Manhattan District Attorney Alvin Bragg sued pro-Trump House Judiciary Committee Chair Jim Jordan Monday for allegedly using his Congressional authority to engage in “a brazen and unconstitutional attack” on the grand jury indictment of the former president, and the prosecutor himself.

Bragg filed a lawsuit in U.S. District Court in Lower Manhattan on April 11 seeking to dismiss a subpoena sought by Jordan — who also chairs the House Select Subcommittee on the Weaponization of the Federal Government — compelling a former Manhattan DA prosecutor, Mark Pomerantz, to testify regarding the office’s activities and his participation into a separate investigation into Donald Trump and his businesses.

Trump — the first ex-president ever to be indicted for a felony crime — faces 34 counts of falsifying business records in the grand jury indictment, unsealed on April 4, which accuses Trump of attempting to cover up hush money payments to two women with whom he was allegedly associated with previously: porn star Stormy Daniels and Playboy model Karen McDougal.

Trump and his supporters, including Jordan, have blasted the indictment as being political in nature, with Trump also targeting Bragg by name with his outrage — which led to the prosecutor receiving death threats ahead of the indictment.

Pot meet kettle? House Judiciary Committee Chair Jim Jordan, who also heads the Select Subcommittee on the Weaponization of the Federal Government, is accused by Manhattan District Attorney Alvin Bragg of weaponizing the federal committee to interfere in the investigation and prosecution of former President Donald Trump in New York.AP Photo/Carolyn Kaster

Bragg alleges that Jordan, in his capacity as committee chair, is acting as a defacto defense counsel for Trump — seeking to use the federal panel in an effort to undermine Trump’s local prosecution in New York.

“Chairman Jordan’s subpoena is an unconstitutional attempt to undermine an ongoing New York felony criminal prosecution and investigation,” Bragg said in a statement. “As our complaint details, this is an unprecedented, illegitimate interference by Congress that lacks any legal merit and defies basic principles of federalism. The Manhattan D.A.’s Office focuses on the law and the evidence, not political gamesmanship or threats. We look forward to presenting our case in court to enjoin enforcement of the subpoena.”

In the lawsuit against Jordan, Bragg charges that Congress does not have the power “to supervise state criminal prosecutions,” nor can Congress serve subpoenas “for the personal aggrandizement of the investigators or to punish those investigated.” 

Manhattan’s chief prosecutor went a step further and allege that Jordan and the House Judiciary Committee were “participating in a campaign of intimidation, retaliation and obstruction” on the former president’s behalf. 

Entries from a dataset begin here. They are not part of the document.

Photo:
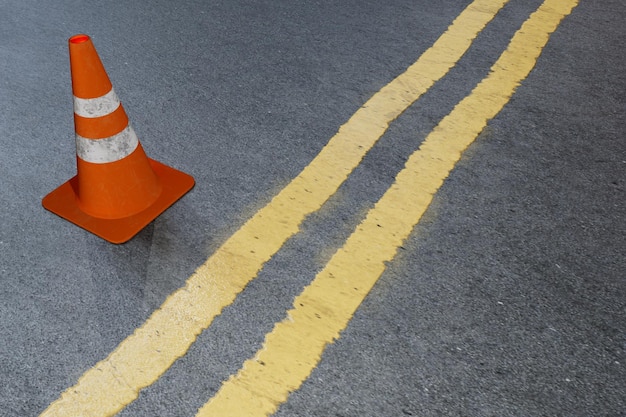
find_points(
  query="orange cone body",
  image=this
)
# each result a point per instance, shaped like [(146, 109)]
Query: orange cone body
[(118, 190)]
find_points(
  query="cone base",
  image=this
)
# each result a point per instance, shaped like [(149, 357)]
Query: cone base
[(63, 202)]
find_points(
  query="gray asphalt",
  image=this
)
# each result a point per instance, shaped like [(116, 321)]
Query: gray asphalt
[(509, 298)]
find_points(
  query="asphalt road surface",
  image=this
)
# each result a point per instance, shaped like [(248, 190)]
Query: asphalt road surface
[(508, 298)]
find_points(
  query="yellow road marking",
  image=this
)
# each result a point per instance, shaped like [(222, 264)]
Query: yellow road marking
[(144, 356), (295, 345)]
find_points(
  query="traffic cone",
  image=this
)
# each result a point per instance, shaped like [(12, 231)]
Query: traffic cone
[(117, 190)]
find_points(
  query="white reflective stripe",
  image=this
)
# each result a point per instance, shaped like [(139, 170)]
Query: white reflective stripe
[(111, 149), (96, 107)]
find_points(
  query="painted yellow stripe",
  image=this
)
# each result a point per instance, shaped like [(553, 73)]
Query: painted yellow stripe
[(144, 356), (295, 345)]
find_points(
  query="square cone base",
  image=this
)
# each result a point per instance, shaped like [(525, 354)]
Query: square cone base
[(63, 203)]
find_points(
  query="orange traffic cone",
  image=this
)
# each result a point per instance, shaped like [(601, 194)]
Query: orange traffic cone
[(118, 190)]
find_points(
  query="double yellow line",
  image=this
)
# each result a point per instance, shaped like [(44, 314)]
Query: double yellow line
[(294, 347)]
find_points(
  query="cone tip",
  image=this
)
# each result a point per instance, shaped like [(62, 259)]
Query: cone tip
[(80, 38)]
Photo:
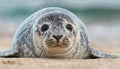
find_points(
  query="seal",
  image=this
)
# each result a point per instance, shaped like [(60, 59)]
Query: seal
[(53, 32)]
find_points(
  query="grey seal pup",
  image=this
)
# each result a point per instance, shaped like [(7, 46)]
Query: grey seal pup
[(53, 32)]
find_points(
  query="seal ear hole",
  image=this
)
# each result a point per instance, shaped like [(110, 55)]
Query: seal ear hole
[(44, 27), (69, 27)]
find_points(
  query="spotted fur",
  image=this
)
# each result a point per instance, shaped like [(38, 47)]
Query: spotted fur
[(53, 33)]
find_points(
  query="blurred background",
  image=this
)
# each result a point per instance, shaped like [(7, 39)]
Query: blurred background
[(102, 18)]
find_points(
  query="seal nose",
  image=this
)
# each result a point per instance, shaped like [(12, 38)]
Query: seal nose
[(57, 37)]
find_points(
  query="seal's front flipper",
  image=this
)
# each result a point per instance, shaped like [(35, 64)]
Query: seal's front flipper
[(99, 54), (9, 53)]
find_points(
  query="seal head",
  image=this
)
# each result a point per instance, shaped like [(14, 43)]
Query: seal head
[(56, 32)]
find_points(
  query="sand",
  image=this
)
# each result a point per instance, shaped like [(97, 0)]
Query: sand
[(99, 42)]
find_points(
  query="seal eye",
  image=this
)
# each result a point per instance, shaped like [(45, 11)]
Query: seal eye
[(69, 27), (44, 27)]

“Chairman Jordan and the Committee have, in essence, appointed Congress as a super grand jury that can flex its subpoena power to second guess the judgment of New York citizens and interfere with the state criminal justice process,” the lawsuit charges.

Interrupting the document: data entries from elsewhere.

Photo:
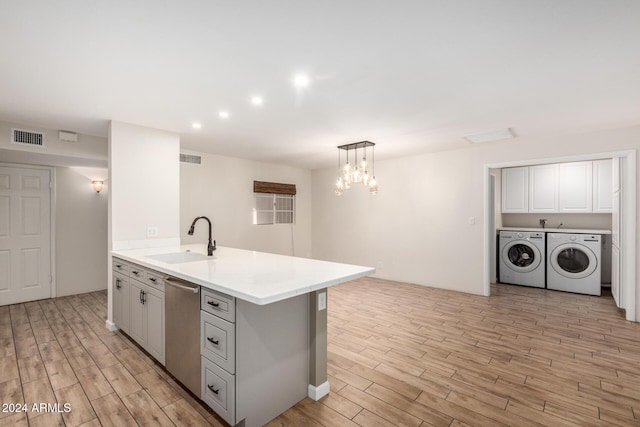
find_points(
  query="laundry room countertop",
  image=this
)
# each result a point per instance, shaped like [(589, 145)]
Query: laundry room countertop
[(557, 230)]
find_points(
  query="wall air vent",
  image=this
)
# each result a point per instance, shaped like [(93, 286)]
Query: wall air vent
[(188, 158), (27, 137)]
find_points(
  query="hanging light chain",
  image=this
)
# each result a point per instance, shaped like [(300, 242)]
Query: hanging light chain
[(358, 173)]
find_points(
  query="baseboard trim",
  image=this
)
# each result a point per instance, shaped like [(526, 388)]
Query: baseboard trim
[(317, 393), (111, 326)]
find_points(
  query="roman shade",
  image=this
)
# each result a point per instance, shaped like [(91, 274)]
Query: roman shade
[(274, 188)]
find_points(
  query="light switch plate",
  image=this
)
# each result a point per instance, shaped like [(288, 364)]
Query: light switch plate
[(322, 301)]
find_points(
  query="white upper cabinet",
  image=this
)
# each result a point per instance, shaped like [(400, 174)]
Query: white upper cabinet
[(602, 186), (543, 188), (515, 190), (575, 187)]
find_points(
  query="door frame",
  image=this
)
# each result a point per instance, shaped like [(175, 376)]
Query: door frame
[(52, 215), (628, 211)]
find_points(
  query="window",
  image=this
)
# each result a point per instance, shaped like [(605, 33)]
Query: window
[(274, 203)]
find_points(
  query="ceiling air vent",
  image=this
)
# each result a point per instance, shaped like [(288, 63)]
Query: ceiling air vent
[(27, 137), (188, 158)]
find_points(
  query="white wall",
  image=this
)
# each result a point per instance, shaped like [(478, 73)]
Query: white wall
[(81, 234), (88, 148), (221, 188), (416, 229), (144, 176), (144, 180), (80, 227)]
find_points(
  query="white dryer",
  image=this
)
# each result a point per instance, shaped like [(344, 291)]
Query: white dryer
[(574, 262), (521, 255)]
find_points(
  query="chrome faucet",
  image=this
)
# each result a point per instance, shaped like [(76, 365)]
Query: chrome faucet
[(212, 244)]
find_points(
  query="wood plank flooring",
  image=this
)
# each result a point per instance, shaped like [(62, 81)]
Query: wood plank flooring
[(399, 354)]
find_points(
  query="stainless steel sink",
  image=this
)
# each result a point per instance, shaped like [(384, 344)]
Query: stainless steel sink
[(180, 257)]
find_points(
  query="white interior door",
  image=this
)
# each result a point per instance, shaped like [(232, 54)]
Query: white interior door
[(25, 234)]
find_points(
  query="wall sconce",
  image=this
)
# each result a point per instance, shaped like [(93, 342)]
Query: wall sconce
[(98, 185)]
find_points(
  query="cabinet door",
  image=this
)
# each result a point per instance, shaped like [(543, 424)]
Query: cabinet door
[(121, 298), (615, 274), (543, 188), (154, 307), (138, 324), (602, 186), (515, 190), (575, 187)]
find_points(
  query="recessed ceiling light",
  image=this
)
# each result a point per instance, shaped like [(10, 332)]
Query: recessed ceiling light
[(301, 80), (494, 135)]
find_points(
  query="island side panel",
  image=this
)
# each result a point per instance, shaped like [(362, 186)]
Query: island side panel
[(272, 358), (318, 382)]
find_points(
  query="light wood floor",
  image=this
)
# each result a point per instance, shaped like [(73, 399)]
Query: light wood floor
[(399, 354)]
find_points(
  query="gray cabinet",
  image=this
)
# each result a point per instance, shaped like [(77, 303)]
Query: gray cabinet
[(138, 306), (121, 307), (254, 357)]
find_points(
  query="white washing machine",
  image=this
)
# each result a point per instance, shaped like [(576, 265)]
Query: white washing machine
[(521, 255), (574, 262)]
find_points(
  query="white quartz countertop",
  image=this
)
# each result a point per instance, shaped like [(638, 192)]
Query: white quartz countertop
[(558, 230), (258, 277)]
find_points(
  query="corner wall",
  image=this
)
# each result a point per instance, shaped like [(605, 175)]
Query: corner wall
[(144, 181), (80, 234)]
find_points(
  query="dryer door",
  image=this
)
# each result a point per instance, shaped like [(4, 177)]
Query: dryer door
[(521, 256), (573, 260)]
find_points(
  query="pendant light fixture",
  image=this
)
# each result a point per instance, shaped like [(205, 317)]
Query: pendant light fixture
[(358, 172)]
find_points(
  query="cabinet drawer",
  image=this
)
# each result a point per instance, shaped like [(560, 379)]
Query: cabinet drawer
[(218, 304), (155, 280), (218, 390), (217, 341), (121, 266), (137, 272)]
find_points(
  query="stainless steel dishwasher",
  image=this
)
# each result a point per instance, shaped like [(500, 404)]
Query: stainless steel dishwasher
[(182, 332)]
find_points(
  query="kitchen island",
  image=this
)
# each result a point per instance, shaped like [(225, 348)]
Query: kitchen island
[(263, 322)]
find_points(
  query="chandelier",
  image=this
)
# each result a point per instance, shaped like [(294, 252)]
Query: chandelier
[(358, 173)]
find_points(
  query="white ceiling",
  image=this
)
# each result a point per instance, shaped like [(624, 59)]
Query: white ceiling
[(412, 76)]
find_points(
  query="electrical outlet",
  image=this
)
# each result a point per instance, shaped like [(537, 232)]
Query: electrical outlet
[(322, 301)]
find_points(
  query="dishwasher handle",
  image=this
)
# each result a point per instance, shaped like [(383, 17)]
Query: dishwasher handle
[(185, 286)]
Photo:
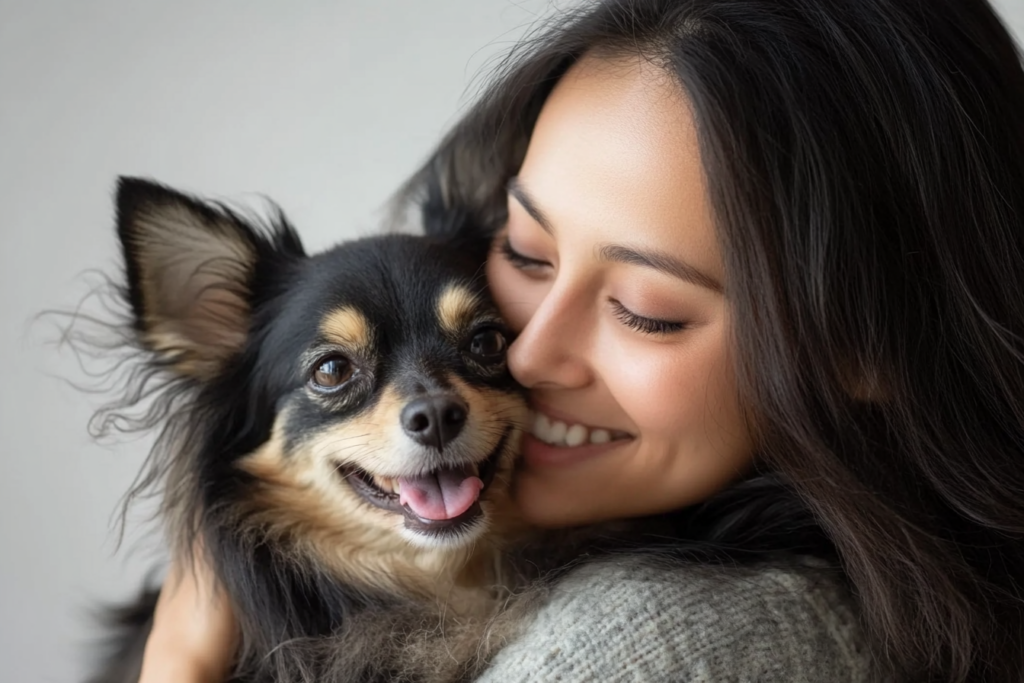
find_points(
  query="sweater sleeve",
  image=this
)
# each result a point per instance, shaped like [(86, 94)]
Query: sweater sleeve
[(640, 620)]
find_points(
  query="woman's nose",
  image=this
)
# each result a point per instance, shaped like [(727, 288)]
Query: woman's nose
[(551, 349)]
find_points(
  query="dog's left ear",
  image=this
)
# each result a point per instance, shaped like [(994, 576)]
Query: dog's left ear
[(189, 269), (445, 217)]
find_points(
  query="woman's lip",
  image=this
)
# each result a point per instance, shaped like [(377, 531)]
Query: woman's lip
[(537, 454), (568, 419)]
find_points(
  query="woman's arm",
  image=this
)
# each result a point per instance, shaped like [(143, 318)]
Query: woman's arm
[(194, 635), (641, 619)]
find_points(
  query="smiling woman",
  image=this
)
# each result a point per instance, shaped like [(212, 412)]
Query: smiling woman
[(609, 269), (764, 261)]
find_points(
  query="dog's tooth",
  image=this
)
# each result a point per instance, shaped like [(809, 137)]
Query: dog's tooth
[(576, 435)]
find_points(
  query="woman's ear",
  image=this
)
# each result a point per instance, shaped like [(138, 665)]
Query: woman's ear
[(189, 267)]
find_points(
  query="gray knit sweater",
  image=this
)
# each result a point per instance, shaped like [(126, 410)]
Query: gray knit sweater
[(639, 620)]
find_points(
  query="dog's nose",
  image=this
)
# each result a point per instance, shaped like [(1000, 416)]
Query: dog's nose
[(434, 421)]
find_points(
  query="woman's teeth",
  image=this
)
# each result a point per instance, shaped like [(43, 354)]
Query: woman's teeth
[(554, 432)]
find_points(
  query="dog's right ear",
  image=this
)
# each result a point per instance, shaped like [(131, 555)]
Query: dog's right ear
[(189, 266)]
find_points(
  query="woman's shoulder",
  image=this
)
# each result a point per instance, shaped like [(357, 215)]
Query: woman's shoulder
[(648, 619)]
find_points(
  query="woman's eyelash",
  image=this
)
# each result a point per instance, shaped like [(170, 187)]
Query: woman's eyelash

Bragg further noted that Jordan and his allies, in numerous public statements and letters, “have changed their stories multiple times” regarding their effort to investigate the Trump indictment, creating “a scattershot hodgepodge of new purported legislative interests and purposes that supposedly justify the Committee’s unwarranted incursion into a state criminal case.”

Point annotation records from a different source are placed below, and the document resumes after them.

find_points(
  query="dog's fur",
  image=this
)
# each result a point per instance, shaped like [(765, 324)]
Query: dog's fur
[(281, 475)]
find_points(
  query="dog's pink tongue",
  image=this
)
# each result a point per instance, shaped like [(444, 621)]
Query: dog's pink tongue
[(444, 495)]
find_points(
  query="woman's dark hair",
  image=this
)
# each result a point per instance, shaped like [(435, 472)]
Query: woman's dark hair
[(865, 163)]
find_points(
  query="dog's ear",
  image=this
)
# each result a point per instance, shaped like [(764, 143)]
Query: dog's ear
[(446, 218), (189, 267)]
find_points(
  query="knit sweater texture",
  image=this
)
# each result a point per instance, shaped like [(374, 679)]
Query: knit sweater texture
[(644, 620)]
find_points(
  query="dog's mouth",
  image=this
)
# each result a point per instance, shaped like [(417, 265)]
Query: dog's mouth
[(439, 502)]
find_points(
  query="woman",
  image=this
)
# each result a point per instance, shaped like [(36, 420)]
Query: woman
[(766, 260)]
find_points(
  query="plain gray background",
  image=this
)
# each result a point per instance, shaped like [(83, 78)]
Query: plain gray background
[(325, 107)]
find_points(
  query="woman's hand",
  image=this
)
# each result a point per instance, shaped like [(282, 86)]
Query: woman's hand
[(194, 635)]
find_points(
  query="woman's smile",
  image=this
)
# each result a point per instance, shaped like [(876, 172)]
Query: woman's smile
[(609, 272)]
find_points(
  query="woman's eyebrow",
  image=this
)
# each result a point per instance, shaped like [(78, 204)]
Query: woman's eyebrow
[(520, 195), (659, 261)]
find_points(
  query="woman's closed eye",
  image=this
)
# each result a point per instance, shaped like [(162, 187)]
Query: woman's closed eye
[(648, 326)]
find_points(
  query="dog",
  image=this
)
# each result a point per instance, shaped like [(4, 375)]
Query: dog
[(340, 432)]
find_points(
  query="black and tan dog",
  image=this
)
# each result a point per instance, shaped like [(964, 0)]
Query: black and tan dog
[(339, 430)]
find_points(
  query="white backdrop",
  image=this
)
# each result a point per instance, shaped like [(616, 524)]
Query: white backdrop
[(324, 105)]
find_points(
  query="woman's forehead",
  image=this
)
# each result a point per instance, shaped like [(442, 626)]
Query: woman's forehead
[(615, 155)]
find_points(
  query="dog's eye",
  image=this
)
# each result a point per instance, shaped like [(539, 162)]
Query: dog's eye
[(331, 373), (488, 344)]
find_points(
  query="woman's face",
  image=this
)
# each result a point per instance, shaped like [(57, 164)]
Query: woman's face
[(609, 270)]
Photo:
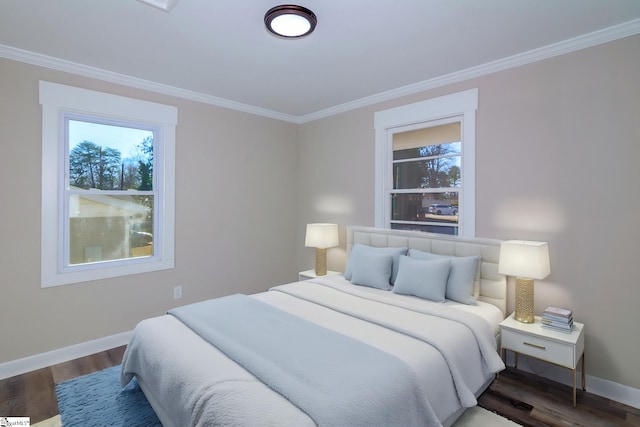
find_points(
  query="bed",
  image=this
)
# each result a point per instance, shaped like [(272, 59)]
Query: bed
[(338, 350)]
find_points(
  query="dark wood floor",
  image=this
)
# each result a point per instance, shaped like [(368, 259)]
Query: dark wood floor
[(524, 398), (33, 394)]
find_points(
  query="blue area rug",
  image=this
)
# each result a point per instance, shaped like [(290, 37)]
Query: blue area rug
[(98, 400)]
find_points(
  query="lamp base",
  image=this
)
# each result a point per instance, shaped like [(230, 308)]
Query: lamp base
[(524, 300), (321, 261)]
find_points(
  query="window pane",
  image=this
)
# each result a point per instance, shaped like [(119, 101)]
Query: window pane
[(107, 228), (442, 172), (109, 157), (438, 207), (427, 151)]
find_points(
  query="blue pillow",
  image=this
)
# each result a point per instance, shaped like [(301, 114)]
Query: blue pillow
[(461, 277), (424, 279), (394, 252), (372, 269)]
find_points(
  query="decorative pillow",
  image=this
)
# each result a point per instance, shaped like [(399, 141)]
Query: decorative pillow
[(372, 269), (394, 252), (424, 279), (460, 285)]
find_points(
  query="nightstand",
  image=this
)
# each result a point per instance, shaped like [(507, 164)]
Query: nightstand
[(560, 348), (311, 274)]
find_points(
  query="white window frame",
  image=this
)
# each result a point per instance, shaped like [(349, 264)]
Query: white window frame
[(462, 104), (59, 100)]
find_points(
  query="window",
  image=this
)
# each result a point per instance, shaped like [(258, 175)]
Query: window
[(425, 165), (107, 185)]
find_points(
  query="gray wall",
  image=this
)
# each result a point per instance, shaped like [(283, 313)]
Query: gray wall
[(236, 210), (558, 145), (552, 137)]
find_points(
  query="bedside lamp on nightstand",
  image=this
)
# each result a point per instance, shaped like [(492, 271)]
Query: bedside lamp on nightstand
[(321, 236), (526, 261)]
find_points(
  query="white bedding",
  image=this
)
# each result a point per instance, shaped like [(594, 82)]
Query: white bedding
[(190, 382)]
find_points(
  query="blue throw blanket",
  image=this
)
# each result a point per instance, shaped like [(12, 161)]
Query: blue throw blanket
[(335, 379)]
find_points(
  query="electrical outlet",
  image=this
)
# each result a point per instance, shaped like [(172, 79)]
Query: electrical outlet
[(177, 292)]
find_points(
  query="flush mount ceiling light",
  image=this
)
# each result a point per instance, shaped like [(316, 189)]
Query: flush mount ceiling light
[(290, 21)]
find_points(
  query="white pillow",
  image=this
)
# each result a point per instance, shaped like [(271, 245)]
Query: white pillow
[(372, 269), (424, 279)]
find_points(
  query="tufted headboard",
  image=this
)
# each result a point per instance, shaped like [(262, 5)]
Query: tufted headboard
[(493, 286)]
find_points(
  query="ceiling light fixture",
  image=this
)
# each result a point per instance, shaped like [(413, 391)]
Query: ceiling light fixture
[(290, 21)]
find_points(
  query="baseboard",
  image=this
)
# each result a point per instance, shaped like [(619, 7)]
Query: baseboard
[(619, 392), (50, 358)]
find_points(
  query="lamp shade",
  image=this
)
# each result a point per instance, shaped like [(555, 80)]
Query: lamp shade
[(321, 235), (527, 259)]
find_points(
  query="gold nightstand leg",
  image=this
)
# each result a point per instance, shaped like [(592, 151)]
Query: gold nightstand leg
[(584, 377), (574, 388)]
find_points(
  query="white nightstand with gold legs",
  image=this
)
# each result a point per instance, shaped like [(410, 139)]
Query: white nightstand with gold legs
[(560, 348)]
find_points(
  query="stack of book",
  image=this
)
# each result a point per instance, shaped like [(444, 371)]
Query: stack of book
[(557, 319)]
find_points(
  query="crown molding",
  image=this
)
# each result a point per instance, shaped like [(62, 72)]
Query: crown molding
[(616, 32), (58, 64), (620, 31)]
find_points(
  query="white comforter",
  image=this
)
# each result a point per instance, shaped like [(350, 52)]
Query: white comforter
[(190, 382)]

As part of their effort, Jordan announced on Monday that the committee would hold an April 17 hearing in Lower Manhattan to focus on crime in Manhattan. That, along with subpoenaing Pomerantz to testify before the panel, is part of “a retaliatory political circus designed to undermine the rule of law and New York’s police power,” Bragg contended in the lawsuit.

The lawsuit seeks the U.S. District Court for the Southern District of New York to place an injunction on the Pomerantz subpoena in its entirety, which would no longer compel him to testify before the House Judiciary Committee, and a temporary restraining order.

Should the subpoena be upheld, however, Bragg noted that it “still would not be enforceable because it could allow the Committee to seek grand jury material, confidential investigative material and information clearly protected by the attorney-client, work product, deliberative process, law enforcement, informant’s and public interest privileges.”

Jordan has up to 60 days to respond to Bragg’s lawsuit in federal court. 

The New York Times first reported the story.